Weak Subordination and Stable Classes of Meromorphic Functions

Abstract

This paper introduces the notion of weak subordination: If $F$ and $G$ are meromorphic in the unit disc $\mathcal {U}$, then $F$ is weakly subordinate to $G$, written $F < G$, provided there exist analytic functions $\phi$ and $\omega :\mathcal {U} \to \mathcal {U}$, with $\phi$ an inner function, so that $F \circ \phi = G \circ \omega$. A class $\mathcal {X}$ of meromorphic functions is termed stable if $F \stackrel {w}{\prec } G$ and $G \in \mathcal {X} \Rightarrow F \in \mathcal {X}$. The motivation is recent work of Burkholder which relates the growth of a function with its range and boundary values.

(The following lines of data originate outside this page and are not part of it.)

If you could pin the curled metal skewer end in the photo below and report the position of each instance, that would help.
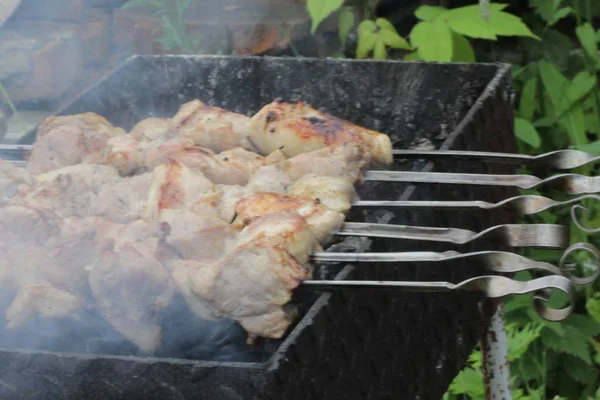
(567, 269)
(541, 298)
(576, 220)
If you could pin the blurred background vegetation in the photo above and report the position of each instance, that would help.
(553, 48)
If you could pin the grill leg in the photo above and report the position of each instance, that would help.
(496, 373)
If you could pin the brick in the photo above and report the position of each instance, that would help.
(39, 63)
(53, 10)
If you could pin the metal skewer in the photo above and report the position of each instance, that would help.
(515, 235)
(567, 183)
(490, 285)
(497, 261)
(522, 205)
(559, 159)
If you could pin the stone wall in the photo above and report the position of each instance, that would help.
(51, 50)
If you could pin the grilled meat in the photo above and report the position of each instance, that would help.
(69, 140)
(185, 207)
(322, 221)
(335, 193)
(212, 127)
(129, 287)
(251, 284)
(296, 128)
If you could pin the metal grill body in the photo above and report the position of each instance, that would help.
(363, 344)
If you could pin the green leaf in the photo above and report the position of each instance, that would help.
(468, 382)
(545, 8)
(367, 25)
(366, 42)
(321, 9)
(433, 40)
(345, 23)
(592, 305)
(385, 25)
(379, 52)
(582, 84)
(554, 82)
(392, 39)
(429, 13)
(462, 51)
(586, 36)
(592, 124)
(560, 14)
(468, 21)
(574, 122)
(520, 340)
(527, 103)
(504, 24)
(573, 343)
(526, 132)
(413, 56)
(592, 148)
(390, 36)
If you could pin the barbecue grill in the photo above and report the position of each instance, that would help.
(352, 344)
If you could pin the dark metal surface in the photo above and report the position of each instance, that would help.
(364, 344)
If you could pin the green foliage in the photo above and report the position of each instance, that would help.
(557, 107)
(376, 36)
(174, 31)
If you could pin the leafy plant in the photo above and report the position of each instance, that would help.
(175, 36)
(557, 107)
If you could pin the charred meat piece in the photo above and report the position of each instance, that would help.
(296, 128)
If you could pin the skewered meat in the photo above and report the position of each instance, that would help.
(230, 195)
(41, 301)
(176, 186)
(198, 237)
(71, 191)
(347, 161)
(11, 178)
(129, 287)
(69, 140)
(180, 273)
(269, 178)
(222, 170)
(126, 154)
(333, 192)
(322, 221)
(296, 128)
(287, 229)
(251, 285)
(152, 129)
(184, 207)
(212, 127)
(125, 199)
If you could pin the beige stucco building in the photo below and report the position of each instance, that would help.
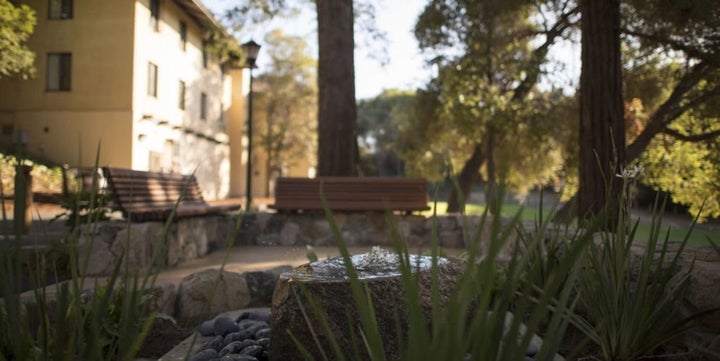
(133, 77)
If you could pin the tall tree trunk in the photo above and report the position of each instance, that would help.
(602, 130)
(491, 192)
(466, 179)
(337, 124)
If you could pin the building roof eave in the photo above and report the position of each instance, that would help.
(200, 14)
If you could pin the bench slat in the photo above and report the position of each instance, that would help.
(351, 194)
(152, 196)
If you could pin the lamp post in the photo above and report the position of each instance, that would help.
(251, 49)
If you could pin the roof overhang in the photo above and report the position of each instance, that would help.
(200, 14)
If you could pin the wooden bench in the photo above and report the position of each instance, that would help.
(351, 194)
(150, 196)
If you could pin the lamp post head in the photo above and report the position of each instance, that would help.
(251, 49)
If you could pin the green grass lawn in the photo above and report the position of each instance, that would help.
(698, 237)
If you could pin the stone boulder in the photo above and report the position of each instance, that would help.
(210, 292)
(326, 283)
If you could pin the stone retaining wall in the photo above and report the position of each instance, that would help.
(195, 237)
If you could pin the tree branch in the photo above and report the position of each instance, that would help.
(694, 137)
(691, 51)
(676, 104)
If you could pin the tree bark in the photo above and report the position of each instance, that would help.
(337, 124)
(491, 191)
(602, 131)
(465, 180)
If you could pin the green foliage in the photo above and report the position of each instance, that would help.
(629, 303)
(689, 171)
(69, 324)
(488, 66)
(379, 122)
(84, 207)
(17, 22)
(632, 303)
(285, 104)
(473, 321)
(46, 178)
(63, 321)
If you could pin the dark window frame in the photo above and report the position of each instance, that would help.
(155, 14)
(65, 12)
(64, 73)
(183, 35)
(205, 54)
(182, 90)
(153, 76)
(203, 106)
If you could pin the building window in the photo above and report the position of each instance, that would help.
(155, 14)
(60, 9)
(203, 106)
(181, 95)
(59, 71)
(152, 80)
(221, 118)
(183, 35)
(205, 54)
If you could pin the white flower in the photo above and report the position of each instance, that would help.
(631, 173)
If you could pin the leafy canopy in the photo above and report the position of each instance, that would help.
(17, 23)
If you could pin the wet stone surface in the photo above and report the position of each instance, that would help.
(378, 263)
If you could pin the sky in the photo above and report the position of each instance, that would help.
(406, 68)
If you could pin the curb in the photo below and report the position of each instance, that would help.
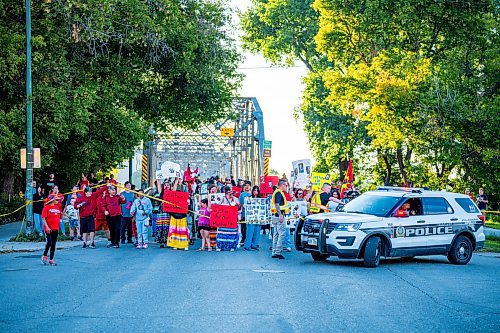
(11, 247)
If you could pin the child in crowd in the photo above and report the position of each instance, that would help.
(51, 217)
(74, 219)
(204, 224)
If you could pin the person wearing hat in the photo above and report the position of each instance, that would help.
(51, 217)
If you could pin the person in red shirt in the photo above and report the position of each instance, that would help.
(113, 212)
(87, 206)
(51, 217)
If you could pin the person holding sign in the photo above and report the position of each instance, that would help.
(279, 209)
(253, 230)
(178, 232)
(227, 238)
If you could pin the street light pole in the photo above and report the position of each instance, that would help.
(29, 139)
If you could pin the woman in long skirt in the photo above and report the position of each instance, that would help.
(227, 238)
(178, 231)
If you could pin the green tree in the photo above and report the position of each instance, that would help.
(104, 72)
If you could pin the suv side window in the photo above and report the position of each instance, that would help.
(467, 205)
(434, 206)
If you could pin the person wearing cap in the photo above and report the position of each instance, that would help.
(227, 238)
(51, 217)
(87, 207)
(113, 212)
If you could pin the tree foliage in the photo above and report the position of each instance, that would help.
(415, 84)
(105, 71)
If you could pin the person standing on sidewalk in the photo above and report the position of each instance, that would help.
(245, 194)
(126, 222)
(87, 207)
(38, 199)
(253, 230)
(113, 214)
(51, 216)
(142, 209)
(279, 209)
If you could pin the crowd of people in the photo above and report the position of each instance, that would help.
(126, 214)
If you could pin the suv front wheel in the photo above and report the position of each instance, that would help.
(461, 251)
(372, 252)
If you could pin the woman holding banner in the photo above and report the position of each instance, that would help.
(227, 238)
(162, 219)
(212, 189)
(178, 232)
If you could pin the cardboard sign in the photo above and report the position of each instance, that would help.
(237, 191)
(178, 202)
(215, 198)
(318, 179)
(224, 216)
(267, 183)
(257, 211)
(302, 173)
(168, 170)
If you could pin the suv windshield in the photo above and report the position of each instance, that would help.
(371, 204)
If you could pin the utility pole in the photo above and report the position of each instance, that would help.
(29, 116)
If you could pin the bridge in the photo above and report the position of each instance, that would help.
(229, 147)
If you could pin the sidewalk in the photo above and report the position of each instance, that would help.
(7, 231)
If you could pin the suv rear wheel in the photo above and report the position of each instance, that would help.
(319, 257)
(372, 252)
(461, 251)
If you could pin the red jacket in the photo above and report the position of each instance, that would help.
(88, 205)
(112, 204)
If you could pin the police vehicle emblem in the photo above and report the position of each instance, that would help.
(400, 231)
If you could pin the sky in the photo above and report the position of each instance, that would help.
(278, 91)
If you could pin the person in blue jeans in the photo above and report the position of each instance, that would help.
(253, 230)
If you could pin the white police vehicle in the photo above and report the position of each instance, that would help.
(375, 224)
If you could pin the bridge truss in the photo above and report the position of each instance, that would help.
(239, 155)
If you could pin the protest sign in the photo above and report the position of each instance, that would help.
(168, 170)
(267, 183)
(215, 198)
(318, 179)
(302, 173)
(297, 209)
(256, 211)
(222, 216)
(177, 202)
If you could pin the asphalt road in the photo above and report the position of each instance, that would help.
(162, 290)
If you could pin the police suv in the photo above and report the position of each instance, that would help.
(395, 222)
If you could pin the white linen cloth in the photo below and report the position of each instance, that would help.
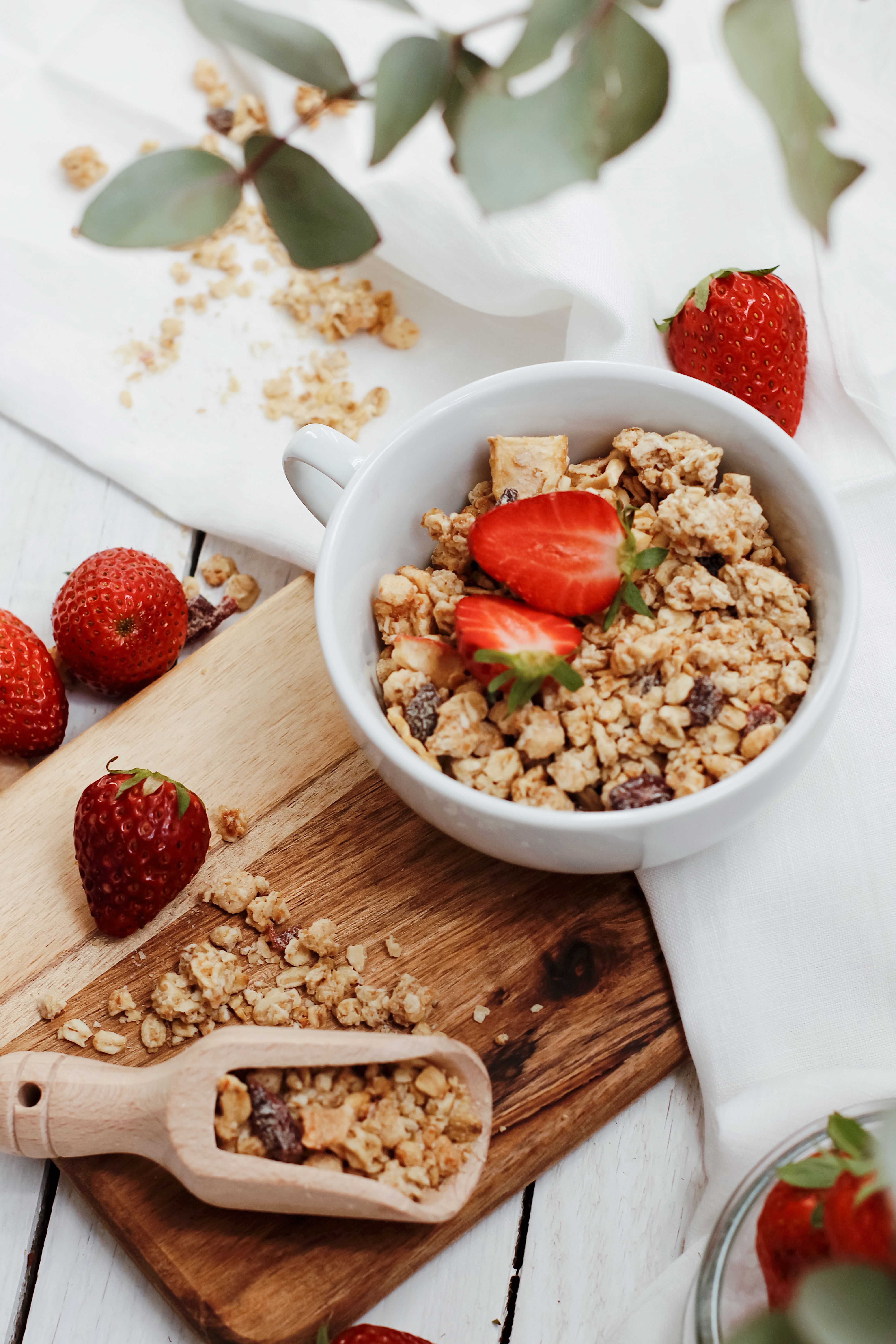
(781, 941)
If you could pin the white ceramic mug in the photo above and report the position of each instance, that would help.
(373, 514)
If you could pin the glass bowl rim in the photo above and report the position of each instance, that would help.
(711, 1275)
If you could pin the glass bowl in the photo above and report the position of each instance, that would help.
(730, 1290)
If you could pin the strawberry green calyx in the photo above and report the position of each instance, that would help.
(631, 560)
(856, 1152)
(700, 292)
(527, 671)
(151, 782)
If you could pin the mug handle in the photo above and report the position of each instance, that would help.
(318, 467)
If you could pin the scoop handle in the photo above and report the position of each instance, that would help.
(54, 1105)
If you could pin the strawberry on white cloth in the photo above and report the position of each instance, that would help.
(781, 941)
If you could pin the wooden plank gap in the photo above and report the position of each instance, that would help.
(33, 1261)
(519, 1256)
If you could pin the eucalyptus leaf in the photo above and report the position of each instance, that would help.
(409, 81)
(847, 1304)
(287, 44)
(545, 26)
(764, 41)
(166, 198)
(319, 221)
(515, 151)
(461, 85)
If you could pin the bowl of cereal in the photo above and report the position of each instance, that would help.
(645, 726)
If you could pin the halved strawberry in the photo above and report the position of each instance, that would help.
(570, 553)
(504, 642)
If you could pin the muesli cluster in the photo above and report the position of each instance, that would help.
(406, 1126)
(667, 702)
(260, 970)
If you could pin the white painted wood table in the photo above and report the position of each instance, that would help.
(566, 1260)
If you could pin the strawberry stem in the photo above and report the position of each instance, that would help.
(527, 671)
(151, 782)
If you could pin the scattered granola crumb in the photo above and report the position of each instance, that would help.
(218, 569)
(76, 1032)
(357, 956)
(152, 1033)
(84, 167)
(50, 1006)
(121, 1005)
(244, 591)
(232, 823)
(209, 81)
(109, 1042)
(328, 398)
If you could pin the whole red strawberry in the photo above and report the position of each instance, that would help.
(120, 620)
(860, 1229)
(789, 1240)
(34, 709)
(375, 1335)
(745, 331)
(140, 838)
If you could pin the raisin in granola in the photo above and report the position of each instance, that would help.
(275, 1126)
(422, 713)
(704, 702)
(713, 564)
(758, 716)
(641, 792)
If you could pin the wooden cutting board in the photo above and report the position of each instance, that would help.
(250, 721)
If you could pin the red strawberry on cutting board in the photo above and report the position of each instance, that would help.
(745, 331)
(120, 620)
(140, 838)
(34, 708)
(569, 552)
(373, 1335)
(506, 643)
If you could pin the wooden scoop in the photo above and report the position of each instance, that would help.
(54, 1105)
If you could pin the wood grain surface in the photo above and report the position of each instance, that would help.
(250, 720)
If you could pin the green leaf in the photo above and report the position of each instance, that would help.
(409, 81)
(612, 612)
(700, 292)
(649, 558)
(167, 198)
(847, 1304)
(461, 85)
(319, 221)
(850, 1136)
(813, 1173)
(632, 597)
(545, 26)
(769, 1329)
(515, 151)
(567, 677)
(289, 45)
(764, 42)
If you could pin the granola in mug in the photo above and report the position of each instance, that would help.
(682, 679)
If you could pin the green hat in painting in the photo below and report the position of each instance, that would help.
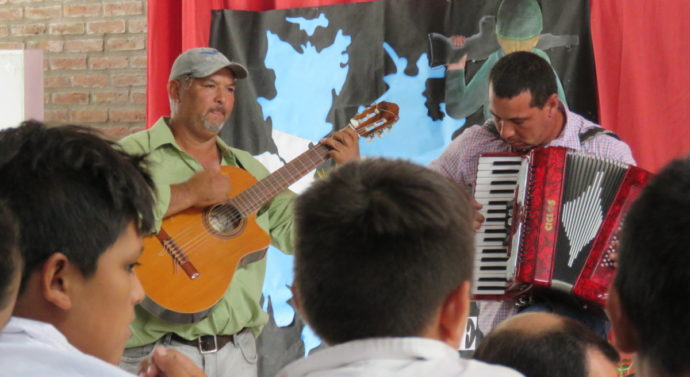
(518, 19)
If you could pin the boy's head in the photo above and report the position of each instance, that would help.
(546, 344)
(647, 299)
(384, 248)
(82, 206)
(10, 263)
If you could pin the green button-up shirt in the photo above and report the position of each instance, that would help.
(239, 308)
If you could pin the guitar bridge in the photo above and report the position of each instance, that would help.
(178, 255)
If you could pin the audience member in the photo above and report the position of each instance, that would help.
(383, 267)
(646, 302)
(548, 345)
(82, 207)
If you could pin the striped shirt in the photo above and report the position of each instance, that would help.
(459, 162)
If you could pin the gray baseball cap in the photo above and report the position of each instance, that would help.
(204, 61)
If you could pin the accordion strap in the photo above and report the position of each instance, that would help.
(585, 136)
(593, 132)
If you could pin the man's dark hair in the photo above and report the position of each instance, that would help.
(380, 245)
(653, 278)
(520, 71)
(10, 261)
(561, 351)
(72, 192)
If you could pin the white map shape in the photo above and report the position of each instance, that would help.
(582, 217)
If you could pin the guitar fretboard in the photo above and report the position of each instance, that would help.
(261, 192)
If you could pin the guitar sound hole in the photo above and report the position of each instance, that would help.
(223, 220)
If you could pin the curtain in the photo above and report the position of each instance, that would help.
(641, 49)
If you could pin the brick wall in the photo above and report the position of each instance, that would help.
(94, 58)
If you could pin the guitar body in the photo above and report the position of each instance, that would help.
(213, 250)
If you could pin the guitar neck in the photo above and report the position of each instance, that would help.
(261, 192)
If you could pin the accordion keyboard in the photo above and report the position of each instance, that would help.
(497, 179)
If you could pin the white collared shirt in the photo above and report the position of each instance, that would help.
(34, 348)
(403, 357)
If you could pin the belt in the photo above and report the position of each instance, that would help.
(205, 343)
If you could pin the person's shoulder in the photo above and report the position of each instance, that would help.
(476, 368)
(602, 142)
(31, 360)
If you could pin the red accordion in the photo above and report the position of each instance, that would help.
(553, 217)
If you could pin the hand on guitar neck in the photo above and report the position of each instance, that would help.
(343, 145)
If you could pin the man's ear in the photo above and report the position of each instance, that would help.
(552, 105)
(453, 315)
(626, 337)
(174, 90)
(56, 280)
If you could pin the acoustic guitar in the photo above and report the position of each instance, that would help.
(187, 267)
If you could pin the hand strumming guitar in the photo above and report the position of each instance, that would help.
(343, 145)
(205, 188)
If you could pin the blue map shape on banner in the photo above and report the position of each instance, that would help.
(309, 26)
(318, 76)
(305, 84)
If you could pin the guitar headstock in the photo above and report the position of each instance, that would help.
(375, 119)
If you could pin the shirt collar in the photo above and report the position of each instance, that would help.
(161, 135)
(569, 137)
(403, 348)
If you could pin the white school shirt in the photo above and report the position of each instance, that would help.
(400, 357)
(31, 348)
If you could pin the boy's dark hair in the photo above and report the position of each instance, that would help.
(72, 192)
(559, 352)
(520, 71)
(653, 278)
(380, 245)
(10, 261)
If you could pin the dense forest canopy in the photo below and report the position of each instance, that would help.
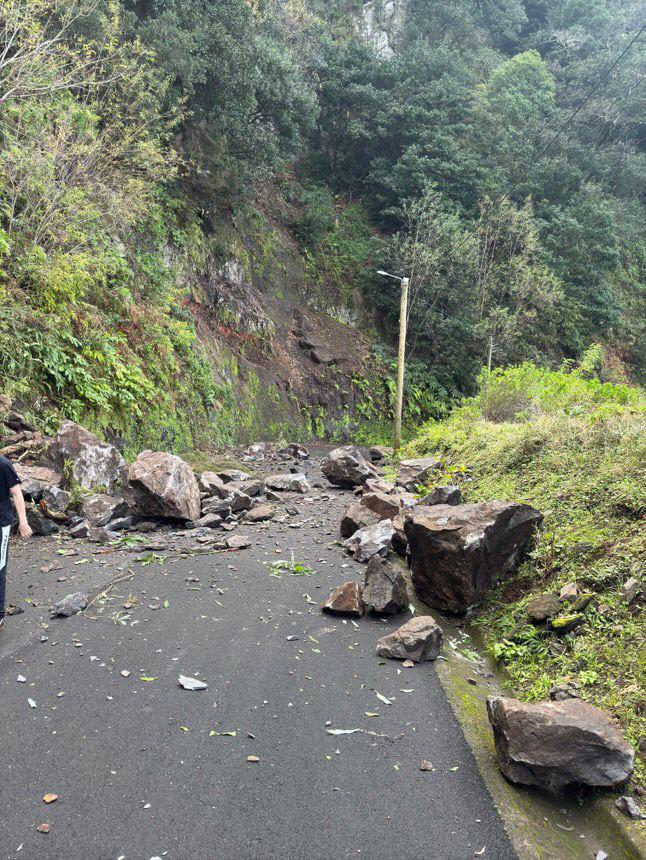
(493, 149)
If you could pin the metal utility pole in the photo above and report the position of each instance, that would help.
(401, 357)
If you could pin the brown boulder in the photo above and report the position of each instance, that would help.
(420, 639)
(345, 600)
(384, 590)
(357, 517)
(165, 486)
(458, 552)
(554, 744)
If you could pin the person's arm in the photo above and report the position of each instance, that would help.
(19, 504)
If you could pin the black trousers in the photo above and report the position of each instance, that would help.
(4, 559)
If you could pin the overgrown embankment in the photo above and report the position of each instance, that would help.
(576, 449)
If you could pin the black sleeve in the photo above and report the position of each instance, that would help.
(9, 473)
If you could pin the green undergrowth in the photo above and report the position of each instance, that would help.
(575, 448)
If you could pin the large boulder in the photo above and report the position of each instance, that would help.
(94, 463)
(291, 483)
(356, 517)
(384, 590)
(165, 486)
(100, 509)
(458, 552)
(417, 472)
(372, 540)
(420, 639)
(554, 744)
(346, 467)
(345, 600)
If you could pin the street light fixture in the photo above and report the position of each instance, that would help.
(401, 354)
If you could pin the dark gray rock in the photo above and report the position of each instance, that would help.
(384, 590)
(39, 523)
(99, 509)
(555, 744)
(458, 552)
(420, 640)
(94, 463)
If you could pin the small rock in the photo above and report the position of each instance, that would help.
(384, 590)
(345, 599)
(569, 593)
(373, 540)
(554, 744)
(542, 607)
(69, 605)
(629, 807)
(449, 495)
(420, 639)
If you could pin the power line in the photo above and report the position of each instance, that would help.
(593, 89)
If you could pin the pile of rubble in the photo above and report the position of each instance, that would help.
(77, 483)
(456, 552)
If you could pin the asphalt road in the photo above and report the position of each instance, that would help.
(139, 773)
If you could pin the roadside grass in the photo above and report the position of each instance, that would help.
(576, 449)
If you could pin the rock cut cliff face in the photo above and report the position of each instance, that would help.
(287, 362)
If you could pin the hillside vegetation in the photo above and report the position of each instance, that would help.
(575, 448)
(150, 148)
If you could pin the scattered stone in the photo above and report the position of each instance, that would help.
(39, 523)
(345, 599)
(416, 472)
(346, 467)
(357, 517)
(209, 521)
(554, 744)
(228, 475)
(210, 483)
(380, 454)
(298, 452)
(385, 506)
(630, 589)
(55, 499)
(449, 495)
(260, 514)
(569, 593)
(419, 639)
(384, 590)
(100, 509)
(292, 483)
(94, 463)
(629, 807)
(165, 486)
(372, 540)
(458, 552)
(399, 539)
(69, 605)
(566, 623)
(542, 607)
(238, 542)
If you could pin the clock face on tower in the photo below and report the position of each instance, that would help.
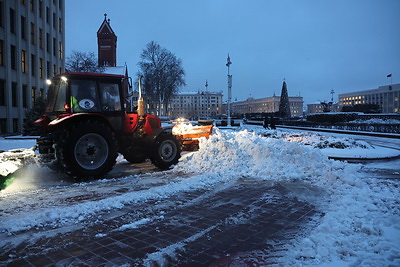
(107, 44)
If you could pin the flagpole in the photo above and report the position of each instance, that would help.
(229, 91)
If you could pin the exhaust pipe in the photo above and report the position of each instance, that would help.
(140, 110)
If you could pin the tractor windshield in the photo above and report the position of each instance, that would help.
(84, 96)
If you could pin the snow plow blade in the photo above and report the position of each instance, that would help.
(12, 160)
(189, 135)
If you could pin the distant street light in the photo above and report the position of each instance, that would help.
(207, 99)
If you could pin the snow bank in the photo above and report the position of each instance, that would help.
(246, 154)
(360, 225)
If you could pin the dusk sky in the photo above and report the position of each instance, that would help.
(316, 45)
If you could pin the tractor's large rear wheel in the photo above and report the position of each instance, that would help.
(166, 151)
(87, 149)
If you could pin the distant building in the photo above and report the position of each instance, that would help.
(267, 105)
(32, 41)
(387, 97)
(196, 105)
(319, 108)
(106, 44)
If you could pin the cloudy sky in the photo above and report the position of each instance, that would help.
(316, 45)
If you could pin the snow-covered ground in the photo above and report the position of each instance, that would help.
(360, 226)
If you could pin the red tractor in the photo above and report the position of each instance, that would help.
(89, 120)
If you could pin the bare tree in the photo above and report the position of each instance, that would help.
(82, 62)
(162, 74)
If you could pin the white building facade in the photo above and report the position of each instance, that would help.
(32, 38)
(267, 105)
(196, 105)
(387, 97)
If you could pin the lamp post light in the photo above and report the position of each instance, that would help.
(228, 63)
(207, 99)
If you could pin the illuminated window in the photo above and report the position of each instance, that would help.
(33, 64)
(32, 33)
(23, 61)
(41, 68)
(1, 53)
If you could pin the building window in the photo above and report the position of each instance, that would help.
(60, 50)
(2, 92)
(12, 20)
(48, 42)
(1, 14)
(1, 53)
(33, 64)
(15, 125)
(24, 95)
(32, 33)
(23, 27)
(41, 38)
(41, 68)
(23, 61)
(3, 123)
(47, 15)
(54, 47)
(40, 8)
(14, 97)
(48, 69)
(13, 57)
(33, 95)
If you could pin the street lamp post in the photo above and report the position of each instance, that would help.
(207, 99)
(228, 63)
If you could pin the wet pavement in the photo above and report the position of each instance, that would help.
(243, 223)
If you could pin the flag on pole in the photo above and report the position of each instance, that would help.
(228, 63)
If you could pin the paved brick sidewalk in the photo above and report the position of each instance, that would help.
(247, 223)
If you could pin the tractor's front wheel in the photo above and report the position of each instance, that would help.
(87, 149)
(166, 151)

Assume $F$ and $G$ are meromorphic and $G$ has nontangential limits, a.e. Assume further that $F(\mathcal {U}) \cap G(\mathcal {U}) \ne \emptyset$ and $G({e^{i\theta }}) \notin F(\mathcal {U})$, a.e. This is denoted by $F < G$. Burkholder proved for several classes $\mathcal {X}$ that \begin{equation}\tag {$(\ast )$}F < G \qquad {\text {and}}\quad G \in \mathcal {X} \Rightarrow F \in \mathcal {X}.\end{equation} The main result of this paper is the Theorem: $F < G \Rightarrow F{ \prec ^w}G$. In particular, implication (*) holds for all stable classes $\mathcal {X}$. The paper goes on to study various stable classes, which include BMOA, ${H^p}$, $0 < p \leqslant \infty$, ${N_{\ast }}$, the space of functions of bounded characteristic, and the ${M^\Phi }$ spaces introduced by Burkholder. VMOA and the Bloch functions are examples of classes which are not stable.